Britons don’t have to be stubbornly monolingual

Arjun Neil Alim
Arjun Neil Alim26 September 2019

One summer evening in Berlin many years ago, I remember sitting outside of a grimy youth hostel with a group of fellow Interrailers. We had just finished school and the vibe was cheery: beer bottles clinked, introductions were made and travel stories shared. The group was diverse in age, mostly Western European, and comfortably switched between German, French, English and Dutch. But to my regret, I noticed that the British travellers had largely decided to stick to themselves, in a monolingual safe space.

Britons’ discomfort with languages is well recognised. PG Wodehouse notoriously wrote of: “The shifty hangdog look which announces that an Englishman is about to speak French.” The extent of the problem is clear. We are among the worst linguists in Europe. Only 2 per cent of Britons can read and write in two foreign languages, compared to 84 per cent in a country our prime minister has recently been laughed out of: Luxembourg. This year only 3.6 per cent of A-levels were in languages, with German and French dropping precariously fast and the rise in Mandarin and Spanish failing to compensate.

Yet never has our monolingualism been more a tragedy than today. Without a critical number of polyglots, non-Anglophone culture remains a niche appreciation in the UK. Be it one of Richard Strauss’s German operas, or French rapper Nekfeu’s hauntingly brilliant new album Les étoiles vagabondes. Even in London, so much culture passes us by.

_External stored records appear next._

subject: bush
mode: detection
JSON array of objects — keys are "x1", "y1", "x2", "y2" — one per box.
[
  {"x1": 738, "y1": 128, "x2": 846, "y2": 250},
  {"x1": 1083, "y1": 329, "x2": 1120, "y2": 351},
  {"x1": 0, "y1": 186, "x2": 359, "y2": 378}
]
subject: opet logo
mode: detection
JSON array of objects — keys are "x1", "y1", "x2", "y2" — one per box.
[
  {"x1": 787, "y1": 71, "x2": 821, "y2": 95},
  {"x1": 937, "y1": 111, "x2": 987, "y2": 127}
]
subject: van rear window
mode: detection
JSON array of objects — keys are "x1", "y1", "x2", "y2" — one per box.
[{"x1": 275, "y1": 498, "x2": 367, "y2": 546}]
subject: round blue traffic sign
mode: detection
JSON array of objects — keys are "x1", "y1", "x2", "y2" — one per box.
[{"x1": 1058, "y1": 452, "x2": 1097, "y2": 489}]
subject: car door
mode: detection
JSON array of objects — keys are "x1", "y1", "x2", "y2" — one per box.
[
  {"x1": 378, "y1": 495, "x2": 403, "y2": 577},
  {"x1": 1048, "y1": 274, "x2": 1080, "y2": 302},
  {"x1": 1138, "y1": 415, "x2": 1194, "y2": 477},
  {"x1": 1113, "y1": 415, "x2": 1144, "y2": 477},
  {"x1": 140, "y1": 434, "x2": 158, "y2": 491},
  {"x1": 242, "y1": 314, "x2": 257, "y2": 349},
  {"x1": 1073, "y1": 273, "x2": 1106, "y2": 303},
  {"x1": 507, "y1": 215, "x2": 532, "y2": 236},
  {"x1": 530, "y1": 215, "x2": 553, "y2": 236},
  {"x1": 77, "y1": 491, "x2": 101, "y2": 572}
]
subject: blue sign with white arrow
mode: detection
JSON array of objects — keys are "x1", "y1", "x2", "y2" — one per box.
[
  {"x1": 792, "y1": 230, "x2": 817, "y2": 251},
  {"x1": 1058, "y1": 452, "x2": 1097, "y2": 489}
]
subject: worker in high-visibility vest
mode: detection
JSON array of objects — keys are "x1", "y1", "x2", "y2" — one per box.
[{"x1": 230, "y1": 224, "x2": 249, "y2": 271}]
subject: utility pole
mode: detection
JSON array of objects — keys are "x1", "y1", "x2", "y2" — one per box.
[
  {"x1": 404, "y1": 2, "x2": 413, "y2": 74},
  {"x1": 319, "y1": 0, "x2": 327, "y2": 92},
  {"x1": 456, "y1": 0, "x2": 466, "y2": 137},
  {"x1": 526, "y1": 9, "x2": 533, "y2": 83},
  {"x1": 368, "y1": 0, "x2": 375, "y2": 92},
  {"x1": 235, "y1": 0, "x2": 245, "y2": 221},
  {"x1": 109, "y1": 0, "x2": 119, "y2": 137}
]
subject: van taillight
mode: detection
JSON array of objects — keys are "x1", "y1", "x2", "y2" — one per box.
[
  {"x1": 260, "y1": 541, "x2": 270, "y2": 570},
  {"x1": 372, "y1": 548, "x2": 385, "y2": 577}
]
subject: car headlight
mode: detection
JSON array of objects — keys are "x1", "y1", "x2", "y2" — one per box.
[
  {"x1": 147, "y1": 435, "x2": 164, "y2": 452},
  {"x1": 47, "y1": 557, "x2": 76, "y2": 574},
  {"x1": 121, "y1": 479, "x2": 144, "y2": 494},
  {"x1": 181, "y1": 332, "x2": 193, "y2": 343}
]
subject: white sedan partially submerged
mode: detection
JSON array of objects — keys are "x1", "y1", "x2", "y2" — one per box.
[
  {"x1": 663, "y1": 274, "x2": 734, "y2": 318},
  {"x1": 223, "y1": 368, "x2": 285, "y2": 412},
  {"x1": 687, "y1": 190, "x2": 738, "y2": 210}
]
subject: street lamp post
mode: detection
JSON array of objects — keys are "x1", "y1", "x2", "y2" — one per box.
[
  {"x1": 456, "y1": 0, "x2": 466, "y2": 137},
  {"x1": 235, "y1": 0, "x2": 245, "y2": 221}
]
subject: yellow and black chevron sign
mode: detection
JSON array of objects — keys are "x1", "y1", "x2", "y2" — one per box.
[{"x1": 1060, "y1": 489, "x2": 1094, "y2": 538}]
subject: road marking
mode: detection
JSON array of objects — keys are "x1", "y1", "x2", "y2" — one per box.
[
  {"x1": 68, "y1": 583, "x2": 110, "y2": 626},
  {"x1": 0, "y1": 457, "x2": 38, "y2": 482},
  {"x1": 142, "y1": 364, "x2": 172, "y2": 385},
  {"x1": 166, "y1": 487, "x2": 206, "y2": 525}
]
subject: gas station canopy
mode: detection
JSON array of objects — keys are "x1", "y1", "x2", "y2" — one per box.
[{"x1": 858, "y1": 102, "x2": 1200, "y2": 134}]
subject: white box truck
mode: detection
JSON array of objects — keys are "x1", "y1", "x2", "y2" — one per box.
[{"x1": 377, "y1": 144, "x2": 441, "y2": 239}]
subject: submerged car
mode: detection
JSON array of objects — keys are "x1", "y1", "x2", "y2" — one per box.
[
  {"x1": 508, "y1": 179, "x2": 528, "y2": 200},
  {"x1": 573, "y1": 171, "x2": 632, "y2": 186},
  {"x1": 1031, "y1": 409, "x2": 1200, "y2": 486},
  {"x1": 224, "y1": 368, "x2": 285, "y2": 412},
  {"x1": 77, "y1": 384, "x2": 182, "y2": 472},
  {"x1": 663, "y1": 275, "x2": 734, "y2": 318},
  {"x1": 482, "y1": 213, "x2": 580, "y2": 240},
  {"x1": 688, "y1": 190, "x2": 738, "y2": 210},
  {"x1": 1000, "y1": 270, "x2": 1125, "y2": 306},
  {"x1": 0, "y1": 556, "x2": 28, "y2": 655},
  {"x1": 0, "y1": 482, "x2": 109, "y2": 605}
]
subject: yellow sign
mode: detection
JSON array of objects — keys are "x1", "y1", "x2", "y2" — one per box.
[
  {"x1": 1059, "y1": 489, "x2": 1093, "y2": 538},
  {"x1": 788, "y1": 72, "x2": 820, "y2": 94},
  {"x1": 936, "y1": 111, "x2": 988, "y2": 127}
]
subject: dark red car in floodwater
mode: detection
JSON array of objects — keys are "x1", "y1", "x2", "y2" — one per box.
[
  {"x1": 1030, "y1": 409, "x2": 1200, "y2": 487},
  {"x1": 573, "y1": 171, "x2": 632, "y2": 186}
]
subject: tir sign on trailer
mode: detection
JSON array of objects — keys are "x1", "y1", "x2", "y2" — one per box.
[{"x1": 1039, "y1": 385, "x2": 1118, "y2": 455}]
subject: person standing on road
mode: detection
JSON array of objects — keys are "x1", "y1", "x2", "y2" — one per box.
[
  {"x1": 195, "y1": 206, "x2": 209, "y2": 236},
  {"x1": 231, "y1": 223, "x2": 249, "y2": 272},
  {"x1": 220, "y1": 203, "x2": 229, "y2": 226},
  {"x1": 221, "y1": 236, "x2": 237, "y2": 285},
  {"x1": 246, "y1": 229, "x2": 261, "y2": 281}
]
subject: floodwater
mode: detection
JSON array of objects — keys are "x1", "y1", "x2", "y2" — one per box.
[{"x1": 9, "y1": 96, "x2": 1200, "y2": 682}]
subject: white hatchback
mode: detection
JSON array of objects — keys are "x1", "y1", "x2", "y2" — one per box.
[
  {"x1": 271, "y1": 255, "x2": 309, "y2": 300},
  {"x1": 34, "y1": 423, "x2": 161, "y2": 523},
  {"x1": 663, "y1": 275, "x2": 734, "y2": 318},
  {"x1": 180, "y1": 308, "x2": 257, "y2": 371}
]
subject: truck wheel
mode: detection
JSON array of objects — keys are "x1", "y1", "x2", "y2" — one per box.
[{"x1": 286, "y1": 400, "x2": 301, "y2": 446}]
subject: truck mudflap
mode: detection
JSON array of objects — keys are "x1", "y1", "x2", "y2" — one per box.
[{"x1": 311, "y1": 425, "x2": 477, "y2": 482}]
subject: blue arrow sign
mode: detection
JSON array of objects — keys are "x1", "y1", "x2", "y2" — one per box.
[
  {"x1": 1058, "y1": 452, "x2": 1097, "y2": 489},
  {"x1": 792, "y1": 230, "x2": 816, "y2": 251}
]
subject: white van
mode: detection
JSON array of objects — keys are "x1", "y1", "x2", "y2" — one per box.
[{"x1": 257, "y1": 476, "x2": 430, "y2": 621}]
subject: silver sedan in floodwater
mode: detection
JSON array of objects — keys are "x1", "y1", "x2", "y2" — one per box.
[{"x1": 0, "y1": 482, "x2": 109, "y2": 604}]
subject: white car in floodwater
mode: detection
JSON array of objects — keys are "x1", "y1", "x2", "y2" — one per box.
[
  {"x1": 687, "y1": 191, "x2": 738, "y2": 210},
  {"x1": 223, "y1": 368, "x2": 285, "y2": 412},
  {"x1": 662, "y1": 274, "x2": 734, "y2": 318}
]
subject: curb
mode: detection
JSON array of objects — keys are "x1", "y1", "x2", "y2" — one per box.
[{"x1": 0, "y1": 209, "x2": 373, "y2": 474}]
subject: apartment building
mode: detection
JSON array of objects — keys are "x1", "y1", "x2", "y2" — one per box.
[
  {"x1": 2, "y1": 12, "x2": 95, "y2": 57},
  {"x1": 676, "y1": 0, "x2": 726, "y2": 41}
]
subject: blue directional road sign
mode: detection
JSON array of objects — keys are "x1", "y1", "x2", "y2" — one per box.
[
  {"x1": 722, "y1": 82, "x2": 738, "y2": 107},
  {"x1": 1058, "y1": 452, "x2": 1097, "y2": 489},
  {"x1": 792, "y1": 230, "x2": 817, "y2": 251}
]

Our lack of linguistic exertion has more practical consequences. A professor of languages told a House of Commons committee that the UK’s language deficiencies cost us 3.5 per cent of GDP, from lost contracts and unfilled positions. “Global Britain” will be a cheap fallacy if we can’t speak the languages of business and diplomacy in South America, China or sub-Saharan Africa.

Language learning has been shown to improve cognitive performance and memory. Moreover, studying a second language is the best way to understand one’s mother tongue. Painstakingly constructing a grammatically correct sentence in another language helps one appreciate how one’s own language works.

So what is the solution? The Erasmus programme opens doors to new worlds. Some of my happiest days were spent living in a tiny maid’s chamber in Paris, while attending Sciences Po. Subtitled television is one way to get to know a language: Channel 4’s Walter Presents offers a range of foreign dramas, from Italian police dramas to Japanese horror. Most London universities offer short courses and night classes, for those who take a more academic approach.

To be proficient in another language is to have a window into new worlds of culture and life. Of course it has various practical and economic benefits, not least for a country that has such profound links with the rest of the world. But the simple pleasure of addressing someone in their mother tongue remains priceless.